The Bastard Executioner ne tue pas l’ennui avec beaucoup de conviction

The Bastard Executioner

Wilkin Brattle est The Bastard Executioner et il veut se venger. La vengeance est un sujet que l’on assimile facilement avec Kurt Sutter. Après tout, c’était bien souvent au cœur des intrigues de Sons of Anarchy et, pour le scénariste, c’est une excuse pour justifier de la violence.

Peu importe si on se trouve au Pays de Galles au 14ème siècle ou de nos jours en Californie, Sutter ne manque pas d’imagination pour montrer de la violence. C’est une de ses marques de fabrique, l’autre semble être les hommes plus sensibles qu’ils ne devraient l’être, en particulier quand leur travail est de dispenser la fameuse violence, et ce, au quotidien.

Tout cela ne nous donne cependant pas une histoire intéressante. D’ailleurs, rien n’arrive à réellement délivrer cela durant la première moitié de cette saison de The Bastard Executioner. Wilkin prépare visiblement sa vengeance et tue du monde à l’occasion, mais on oublierait presque pourquoi il fait ça – probablement parce qu’il est difficile de s’investir dans un personnage si peu charismatique. Dans le rôle, Lee Jones manque étrangement de présence pour un homme avec sa carrure.
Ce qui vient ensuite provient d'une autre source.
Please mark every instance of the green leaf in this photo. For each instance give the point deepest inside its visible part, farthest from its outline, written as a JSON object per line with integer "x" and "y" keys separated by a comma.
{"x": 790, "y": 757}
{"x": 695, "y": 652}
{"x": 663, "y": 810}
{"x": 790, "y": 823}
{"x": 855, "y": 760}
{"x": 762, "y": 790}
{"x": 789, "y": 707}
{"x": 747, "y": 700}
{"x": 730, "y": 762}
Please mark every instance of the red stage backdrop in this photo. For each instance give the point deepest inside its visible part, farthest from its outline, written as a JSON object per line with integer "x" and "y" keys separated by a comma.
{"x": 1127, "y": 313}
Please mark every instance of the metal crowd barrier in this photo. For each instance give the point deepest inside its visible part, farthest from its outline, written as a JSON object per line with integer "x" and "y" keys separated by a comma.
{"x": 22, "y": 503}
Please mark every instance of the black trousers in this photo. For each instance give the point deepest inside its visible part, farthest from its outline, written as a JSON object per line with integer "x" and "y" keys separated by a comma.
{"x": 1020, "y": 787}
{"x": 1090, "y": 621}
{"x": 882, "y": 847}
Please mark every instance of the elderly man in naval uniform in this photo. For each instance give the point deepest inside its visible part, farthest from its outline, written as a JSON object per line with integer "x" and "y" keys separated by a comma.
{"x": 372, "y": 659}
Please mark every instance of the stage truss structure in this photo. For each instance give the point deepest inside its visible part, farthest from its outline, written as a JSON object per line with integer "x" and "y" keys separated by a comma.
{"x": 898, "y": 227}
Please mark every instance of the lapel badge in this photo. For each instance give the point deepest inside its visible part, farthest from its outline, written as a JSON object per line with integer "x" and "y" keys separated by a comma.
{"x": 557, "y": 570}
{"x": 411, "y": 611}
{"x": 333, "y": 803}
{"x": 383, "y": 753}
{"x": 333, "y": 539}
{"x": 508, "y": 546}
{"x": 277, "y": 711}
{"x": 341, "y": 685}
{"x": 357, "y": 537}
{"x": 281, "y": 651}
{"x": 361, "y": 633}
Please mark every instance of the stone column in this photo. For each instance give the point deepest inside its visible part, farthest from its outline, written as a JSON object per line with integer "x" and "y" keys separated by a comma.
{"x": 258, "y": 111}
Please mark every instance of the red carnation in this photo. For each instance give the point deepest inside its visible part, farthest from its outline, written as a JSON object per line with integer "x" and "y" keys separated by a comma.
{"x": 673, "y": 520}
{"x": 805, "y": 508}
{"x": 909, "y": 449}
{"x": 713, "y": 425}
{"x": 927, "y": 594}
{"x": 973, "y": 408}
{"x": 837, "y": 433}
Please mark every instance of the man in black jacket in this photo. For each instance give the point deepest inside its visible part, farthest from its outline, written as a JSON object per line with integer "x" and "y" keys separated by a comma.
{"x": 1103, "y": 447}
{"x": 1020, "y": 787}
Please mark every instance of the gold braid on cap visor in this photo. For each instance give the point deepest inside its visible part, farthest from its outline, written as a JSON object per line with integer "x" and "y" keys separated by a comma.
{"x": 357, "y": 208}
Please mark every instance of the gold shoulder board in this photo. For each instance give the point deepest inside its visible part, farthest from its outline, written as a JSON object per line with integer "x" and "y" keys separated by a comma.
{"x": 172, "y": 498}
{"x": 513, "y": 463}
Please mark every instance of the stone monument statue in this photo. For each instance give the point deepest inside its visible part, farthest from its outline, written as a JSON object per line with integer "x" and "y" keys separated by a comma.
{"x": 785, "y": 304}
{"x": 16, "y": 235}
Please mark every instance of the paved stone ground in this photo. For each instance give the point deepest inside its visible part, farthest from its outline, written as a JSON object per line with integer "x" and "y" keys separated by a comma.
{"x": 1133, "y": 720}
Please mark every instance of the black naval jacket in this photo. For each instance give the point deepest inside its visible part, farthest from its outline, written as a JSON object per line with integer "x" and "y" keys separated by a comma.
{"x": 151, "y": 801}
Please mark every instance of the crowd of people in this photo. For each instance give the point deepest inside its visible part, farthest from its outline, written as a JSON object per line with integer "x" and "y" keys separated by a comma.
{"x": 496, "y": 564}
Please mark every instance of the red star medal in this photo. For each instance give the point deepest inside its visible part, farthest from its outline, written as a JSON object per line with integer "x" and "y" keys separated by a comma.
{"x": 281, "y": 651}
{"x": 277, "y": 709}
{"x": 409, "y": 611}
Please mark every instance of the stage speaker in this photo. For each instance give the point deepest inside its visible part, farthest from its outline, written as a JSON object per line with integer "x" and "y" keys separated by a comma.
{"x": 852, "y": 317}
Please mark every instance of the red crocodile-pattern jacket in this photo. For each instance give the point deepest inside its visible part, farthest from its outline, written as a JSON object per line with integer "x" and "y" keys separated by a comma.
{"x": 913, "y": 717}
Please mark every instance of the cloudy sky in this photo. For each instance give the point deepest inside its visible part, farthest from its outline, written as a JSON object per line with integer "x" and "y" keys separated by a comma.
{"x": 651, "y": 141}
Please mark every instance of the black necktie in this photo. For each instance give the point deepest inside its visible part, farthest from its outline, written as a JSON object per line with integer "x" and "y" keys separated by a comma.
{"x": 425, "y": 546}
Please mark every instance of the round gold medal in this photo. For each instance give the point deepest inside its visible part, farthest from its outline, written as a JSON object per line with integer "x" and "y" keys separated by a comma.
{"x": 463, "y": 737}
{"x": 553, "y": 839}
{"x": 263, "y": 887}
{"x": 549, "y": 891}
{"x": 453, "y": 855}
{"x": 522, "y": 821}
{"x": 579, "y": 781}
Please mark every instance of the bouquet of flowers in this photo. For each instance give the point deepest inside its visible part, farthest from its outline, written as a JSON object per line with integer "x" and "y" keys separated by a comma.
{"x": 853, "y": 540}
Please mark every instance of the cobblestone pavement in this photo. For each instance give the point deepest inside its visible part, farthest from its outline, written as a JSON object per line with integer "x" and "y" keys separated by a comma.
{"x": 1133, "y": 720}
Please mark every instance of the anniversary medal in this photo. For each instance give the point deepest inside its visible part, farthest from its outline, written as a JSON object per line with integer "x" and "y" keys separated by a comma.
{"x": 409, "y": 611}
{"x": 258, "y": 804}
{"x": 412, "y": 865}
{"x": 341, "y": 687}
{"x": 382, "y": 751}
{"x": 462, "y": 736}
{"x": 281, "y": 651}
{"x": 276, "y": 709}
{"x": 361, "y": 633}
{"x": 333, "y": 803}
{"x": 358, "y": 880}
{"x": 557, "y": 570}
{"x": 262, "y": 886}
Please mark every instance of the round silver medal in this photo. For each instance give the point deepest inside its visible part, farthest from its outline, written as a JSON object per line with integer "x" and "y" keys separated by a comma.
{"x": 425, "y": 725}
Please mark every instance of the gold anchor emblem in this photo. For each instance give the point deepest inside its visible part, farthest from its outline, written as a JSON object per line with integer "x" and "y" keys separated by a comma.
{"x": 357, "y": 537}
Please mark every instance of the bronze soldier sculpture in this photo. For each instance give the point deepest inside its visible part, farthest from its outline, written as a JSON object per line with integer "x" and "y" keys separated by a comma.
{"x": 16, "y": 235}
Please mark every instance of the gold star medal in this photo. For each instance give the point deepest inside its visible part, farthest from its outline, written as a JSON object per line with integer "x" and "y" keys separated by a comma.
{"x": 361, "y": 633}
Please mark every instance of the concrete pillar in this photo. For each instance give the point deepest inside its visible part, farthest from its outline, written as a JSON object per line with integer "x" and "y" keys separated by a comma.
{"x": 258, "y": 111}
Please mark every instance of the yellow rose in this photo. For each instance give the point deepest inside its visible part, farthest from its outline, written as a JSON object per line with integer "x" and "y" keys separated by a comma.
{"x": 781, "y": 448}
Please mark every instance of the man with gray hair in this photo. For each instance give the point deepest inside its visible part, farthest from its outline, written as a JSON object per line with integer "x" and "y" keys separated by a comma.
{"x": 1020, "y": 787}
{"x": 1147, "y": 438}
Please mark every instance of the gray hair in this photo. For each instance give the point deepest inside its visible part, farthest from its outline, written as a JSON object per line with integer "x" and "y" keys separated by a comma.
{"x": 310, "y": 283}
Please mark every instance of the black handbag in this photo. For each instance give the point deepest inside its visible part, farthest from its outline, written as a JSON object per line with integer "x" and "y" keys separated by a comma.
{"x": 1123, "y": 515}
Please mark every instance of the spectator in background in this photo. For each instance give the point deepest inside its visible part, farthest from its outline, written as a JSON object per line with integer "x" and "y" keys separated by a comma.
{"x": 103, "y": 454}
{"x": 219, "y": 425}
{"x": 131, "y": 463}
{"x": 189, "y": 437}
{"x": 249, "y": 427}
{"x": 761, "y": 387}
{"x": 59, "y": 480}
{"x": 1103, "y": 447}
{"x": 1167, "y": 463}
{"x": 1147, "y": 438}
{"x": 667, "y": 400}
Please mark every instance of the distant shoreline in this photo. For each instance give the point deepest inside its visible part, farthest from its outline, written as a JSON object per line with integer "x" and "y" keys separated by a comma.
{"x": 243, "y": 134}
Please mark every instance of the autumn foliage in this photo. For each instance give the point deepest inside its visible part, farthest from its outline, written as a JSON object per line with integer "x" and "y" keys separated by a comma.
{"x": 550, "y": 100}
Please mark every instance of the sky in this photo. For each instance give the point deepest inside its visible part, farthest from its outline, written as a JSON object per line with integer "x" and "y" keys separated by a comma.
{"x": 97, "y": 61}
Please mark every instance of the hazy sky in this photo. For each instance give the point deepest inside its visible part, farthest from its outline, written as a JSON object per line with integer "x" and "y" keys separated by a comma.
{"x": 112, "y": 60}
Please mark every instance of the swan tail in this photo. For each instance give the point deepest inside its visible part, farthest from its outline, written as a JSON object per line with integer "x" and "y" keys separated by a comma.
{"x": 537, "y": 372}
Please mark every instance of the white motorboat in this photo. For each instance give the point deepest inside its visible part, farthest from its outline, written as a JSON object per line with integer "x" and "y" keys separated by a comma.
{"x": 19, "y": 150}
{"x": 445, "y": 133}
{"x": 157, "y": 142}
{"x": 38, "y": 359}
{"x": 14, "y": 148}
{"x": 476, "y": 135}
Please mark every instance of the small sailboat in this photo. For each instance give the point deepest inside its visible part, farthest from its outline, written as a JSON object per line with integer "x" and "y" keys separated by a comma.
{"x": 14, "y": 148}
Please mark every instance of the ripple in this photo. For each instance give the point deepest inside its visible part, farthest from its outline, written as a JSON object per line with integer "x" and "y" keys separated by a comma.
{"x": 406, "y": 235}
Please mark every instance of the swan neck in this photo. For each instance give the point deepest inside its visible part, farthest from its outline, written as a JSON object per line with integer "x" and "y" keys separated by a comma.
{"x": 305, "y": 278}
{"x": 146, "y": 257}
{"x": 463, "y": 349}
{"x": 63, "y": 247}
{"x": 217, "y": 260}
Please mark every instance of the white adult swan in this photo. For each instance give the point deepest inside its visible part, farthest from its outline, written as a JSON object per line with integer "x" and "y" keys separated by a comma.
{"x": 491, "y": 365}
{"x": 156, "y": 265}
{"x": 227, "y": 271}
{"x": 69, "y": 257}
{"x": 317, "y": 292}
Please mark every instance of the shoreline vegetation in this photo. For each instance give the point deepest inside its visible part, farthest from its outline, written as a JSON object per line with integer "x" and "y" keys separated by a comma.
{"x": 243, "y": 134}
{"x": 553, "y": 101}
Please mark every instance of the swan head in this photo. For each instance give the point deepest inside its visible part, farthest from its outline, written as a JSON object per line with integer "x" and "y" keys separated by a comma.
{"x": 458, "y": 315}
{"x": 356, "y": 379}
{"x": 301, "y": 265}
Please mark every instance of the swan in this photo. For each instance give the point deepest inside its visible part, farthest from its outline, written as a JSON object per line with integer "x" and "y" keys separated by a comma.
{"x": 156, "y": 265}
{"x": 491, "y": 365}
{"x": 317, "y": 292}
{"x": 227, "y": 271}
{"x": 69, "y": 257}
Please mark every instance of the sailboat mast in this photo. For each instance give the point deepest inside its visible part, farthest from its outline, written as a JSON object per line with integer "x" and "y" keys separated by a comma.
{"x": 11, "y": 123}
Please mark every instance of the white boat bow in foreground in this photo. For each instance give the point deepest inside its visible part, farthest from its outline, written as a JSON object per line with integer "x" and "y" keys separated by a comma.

Sutter ne parait pas le réaliser, comme il ne semble pas non plus prendre conscience du fait que son show ne va nulle part. Il offre le minimum d’intrigues de château que l’on était en droit d’attendre. Il ajoute son affaire de vengeance et beaucoup de dialogues pour ne rien dire. L’ensemble est terriblement laborieux et ennuyeux – ce qui n’est pas aidé par la longueur des épisodes.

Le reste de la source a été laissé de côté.